In a couple of hours, another friend enters the hospital for surgery and the beginning of treatment for breast cancer. She wonders if she will find the strength and the courage she needs. I know she will. My oldest son adjusts to life after a two year religious mission, reminding himself how to negotiate finances and dating, while his brother prepares to enter the mission field and give up the world for a time. One cousin finishes a college degree in mid-life, while another battles cancer and contemplates graduating from life a little early. Meanwhile, I bike through falling leaves, and the wind carries a chill from the north. The seasons are changing.
This year feels momentous for me. It isn’t really, in the eternal scheme of things. We have our own family transitions, with half of the children living on their own now and the two at home growing so quickly. And yet, we still get up every morning, drink our kale smoothies for breakfast, send the children off to school, go to work, wonder how we will pay the bills even though we know the money always comes through in the end. The sun rises and sets. The farmer will harvest the corn outside my window soon and then plant again in the spring, as he does every year.
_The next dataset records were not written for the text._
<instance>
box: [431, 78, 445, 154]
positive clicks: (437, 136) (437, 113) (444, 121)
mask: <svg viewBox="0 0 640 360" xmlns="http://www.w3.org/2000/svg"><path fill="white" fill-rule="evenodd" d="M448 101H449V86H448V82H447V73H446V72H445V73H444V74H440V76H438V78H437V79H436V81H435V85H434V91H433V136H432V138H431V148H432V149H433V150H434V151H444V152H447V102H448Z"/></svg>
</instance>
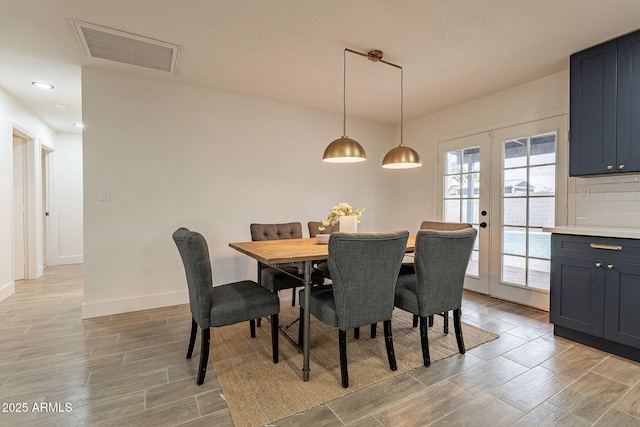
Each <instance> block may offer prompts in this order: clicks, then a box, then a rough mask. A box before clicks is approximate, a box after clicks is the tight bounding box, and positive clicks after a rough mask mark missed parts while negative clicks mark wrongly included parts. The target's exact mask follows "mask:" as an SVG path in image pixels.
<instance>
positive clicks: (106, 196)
mask: <svg viewBox="0 0 640 427" xmlns="http://www.w3.org/2000/svg"><path fill="white" fill-rule="evenodd" d="M98 200H102V201H107V200H109V188H108V187H100V190H99V192H98Z"/></svg>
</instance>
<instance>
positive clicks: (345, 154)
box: [322, 48, 422, 169]
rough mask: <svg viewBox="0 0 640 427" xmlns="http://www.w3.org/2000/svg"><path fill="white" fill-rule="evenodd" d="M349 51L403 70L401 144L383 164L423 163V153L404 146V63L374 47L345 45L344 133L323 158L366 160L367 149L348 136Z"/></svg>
mask: <svg viewBox="0 0 640 427" xmlns="http://www.w3.org/2000/svg"><path fill="white" fill-rule="evenodd" d="M347 52H350V53H354V54H356V55H360V56H364V57H365V58H367V59H369V60H370V61H373V62H382V63H384V64H387V65H391V66H392V67H395V68H398V69H399V70H400V145H399V146H398V147H395V148H393V149H392V150H391V151H389V152H388V153H387V154H386V155H385V156H384V159H383V161H382V167H383V168H387V169H408V168H415V167H418V166H421V165H422V160H421V159H420V155H419V154H418V153H417V152H416V151H415V150H413V149H411V148H409V147H407V146H405V145H404V144H403V142H402V137H403V123H404V70H403V69H402V67H401V66H399V65H397V64H394V63H392V62H389V61H386V60H384V59H382V58H383V53H382V51H381V50H378V49H373V50H370V51H369V52H367V53H366V54H365V53H361V52H358V51H355V50H352V49H349V48H345V50H344V53H343V61H344V62H343V64H344V74H343V92H342V96H343V98H342V99H343V133H342V138H338V139H336V140H335V141H333V142H332V143H331V144H329V145H328V146H327V148H326V149H325V150H324V155H323V157H322V160H324V161H325V162H332V163H352V162H361V161H364V160H366V154H365V152H364V148H362V146H361V145H360V144H359V143H358V142H356V141H355V140H353V139H351V138H349V137H347V101H346V99H347V96H346V93H347V91H346V87H347V84H346V81H347V58H346V54H347Z"/></svg>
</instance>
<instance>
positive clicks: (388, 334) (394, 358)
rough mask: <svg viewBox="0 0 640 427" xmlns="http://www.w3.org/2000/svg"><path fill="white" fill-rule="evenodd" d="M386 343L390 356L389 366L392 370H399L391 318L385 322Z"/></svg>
mask: <svg viewBox="0 0 640 427" xmlns="http://www.w3.org/2000/svg"><path fill="white" fill-rule="evenodd" d="M383 325H384V343H385V345H386V346H387V357H388V358H389V368H391V370H392V371H397V370H398V365H396V353H395V351H394V349H393V336H392V335H391V319H389V320H385V321H384V323H383Z"/></svg>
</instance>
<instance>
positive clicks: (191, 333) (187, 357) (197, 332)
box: [187, 317, 198, 359]
mask: <svg viewBox="0 0 640 427" xmlns="http://www.w3.org/2000/svg"><path fill="white" fill-rule="evenodd" d="M197 333H198V324H197V323H196V319H194V318H193V317H192V318H191V337H190V338H189V348H188V349H187V359H191V356H192V355H193V346H194V345H195V344H196V334H197Z"/></svg>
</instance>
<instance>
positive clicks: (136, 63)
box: [73, 21, 178, 73]
mask: <svg viewBox="0 0 640 427" xmlns="http://www.w3.org/2000/svg"><path fill="white" fill-rule="evenodd" d="M73 25H75V27H76V31H77V33H78V37H80V42H81V43H82V47H83V48H84V51H85V53H86V54H87V56H88V57H90V58H100V59H106V60H109V61H116V62H121V63H123V64H129V65H135V66H138V67H145V68H151V69H153V70H159V71H164V72H167V73H173V72H175V69H176V62H177V60H178V46H176V45H174V44H170V43H165V42H161V41H158V40H154V39H150V38H147V37H142V36H139V35H136V34H131V33H125V32H124V31H118V30H114V29H111V28H106V27H101V26H99V25H94V24H88V23H86V22H80V21H73Z"/></svg>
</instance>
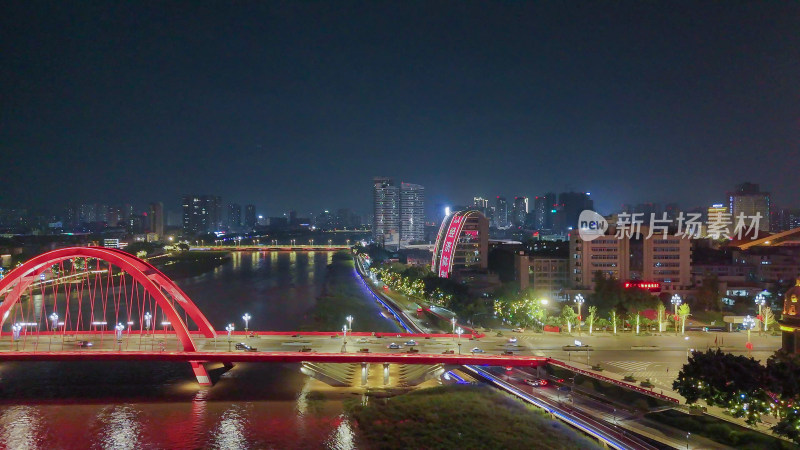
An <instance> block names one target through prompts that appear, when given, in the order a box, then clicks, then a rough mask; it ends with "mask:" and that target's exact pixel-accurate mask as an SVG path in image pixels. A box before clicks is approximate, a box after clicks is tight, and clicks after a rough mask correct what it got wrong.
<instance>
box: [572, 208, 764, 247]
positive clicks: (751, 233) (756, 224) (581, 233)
mask: <svg viewBox="0 0 800 450" xmlns="http://www.w3.org/2000/svg"><path fill="white" fill-rule="evenodd" d="M701 216H702V215H701V214H700V213H691V212H690V213H683V212H681V213H679V214H678V216H677V217H676V218H674V219H673V218H670V217H668V216H667V213H662V214H661V216H660V217H659V216H657V215H656V214H655V213H650V217H646V216H645V214H644V213H627V212H621V213H619V214H617V215H616V217H617V221H616V223H614V224H613V225H614V230H613V231H614V232H613V236H615V237H616V238H617V239H623V238H633V237H635V236H639V235H641V236H643V237H644V238H645V239H650V238H651V237H653V236H654V235H660V236H661V238H662V239H666V238H667V236H668V235H669V236H675V237H679V238H682V239H697V238H710V239H717V240H725V239H727V240H733V239H737V240H741V239H743V238H746V237H747V236H748V235H750V238H751V239H757V238H758V235H759V230H760V228H761V227H760V224H761V218H762V216H761V213H759V212H756V214H755V215H752V216H746V215H745V214H744V213H739V214H737V215H736V217H732V215H731V214H730V213H724V212H713V213H709V215H708V220H707V221H706V222H705V223H703V221H702V217H701ZM647 219H649V222H648V221H647ZM734 219H735V220H734ZM642 227H645V230H644V232H643V230H642ZM608 228H609V224H608V221H607V220H606V219H605V218H604V217H603V216H601V215H600V214H599V213H597V212H595V211H592V210H590V209H585V210H583V211H581V214H580V216H579V217H578V235H579V236H580V237H581V239H583V240H584V241H593V240H595V239H597V238H598V237H600V236H605V235H606V231H608Z"/></svg>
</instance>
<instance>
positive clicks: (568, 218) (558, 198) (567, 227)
mask: <svg viewBox="0 0 800 450" xmlns="http://www.w3.org/2000/svg"><path fill="white" fill-rule="evenodd" d="M558 203H559V205H560V206H561V208H562V211H563V212H562V214H563V220H564V223H563V229H562V230H559V231H562V232H567V231H569V230H577V229H578V217H579V216H580V215H581V211H583V210H585V209H594V202H593V201H592V199H591V198H590V197H589V193H588V192H562V193H560V194H558Z"/></svg>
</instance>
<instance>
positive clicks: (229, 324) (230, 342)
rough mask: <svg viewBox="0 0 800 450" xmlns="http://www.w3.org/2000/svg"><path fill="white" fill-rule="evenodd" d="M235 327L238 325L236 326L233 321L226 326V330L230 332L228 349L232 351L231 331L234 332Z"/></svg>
mask: <svg viewBox="0 0 800 450" xmlns="http://www.w3.org/2000/svg"><path fill="white" fill-rule="evenodd" d="M235 329H236V327H234V326H233V324H232V323H229V324H228V326H226V327H225V331H227V332H228V351H231V333H233V330H235Z"/></svg>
Perhaps this year feels momentous because I want it to be, because I believe it has the possibility of sparkle and depth. Some days, many days, I feel the weariness I saw on my friend’s face last night. Today I feel oddly powerful as I sit in my office in my workout clothes, procrastinating exercise and listening to my dog snore on the floor at my feet.
For me, the new year begins with the close of summer. This year the close of summer found me in the Wyoming Rockies while I crossed “hike the Wind Rivers” off my bucket list. My adult boys and I spent a few perfect days hiking, philosophizing, and soaking up beauty in the Green River Lakes region. In the evenings, I watched the moon rise over the mountains while I stirred the fire. For me, Rocky Mountain moonrises hold a special magic, the promise of adventure. They carried me into adulthood my first summer away from home and presided over my farewell when I headed East for a new life. I can see clearly in my memory the progress of the moon over the mountaintop, teetering on the edge for strength before launching into the sky.
Obviously, the moon holds no inherent magic, whether it rises over the Rockies or over a Midwestern cornfield. But perhaps, if I work hard enough to let that moonlight shine through this change of seasons and into the next, I can bring the magic in. I can write more, pull myself out of a rut and into a rhythm, reach higher, breathe more deeply, soak in more of the beauty that surrounds me. I can make the year momentous.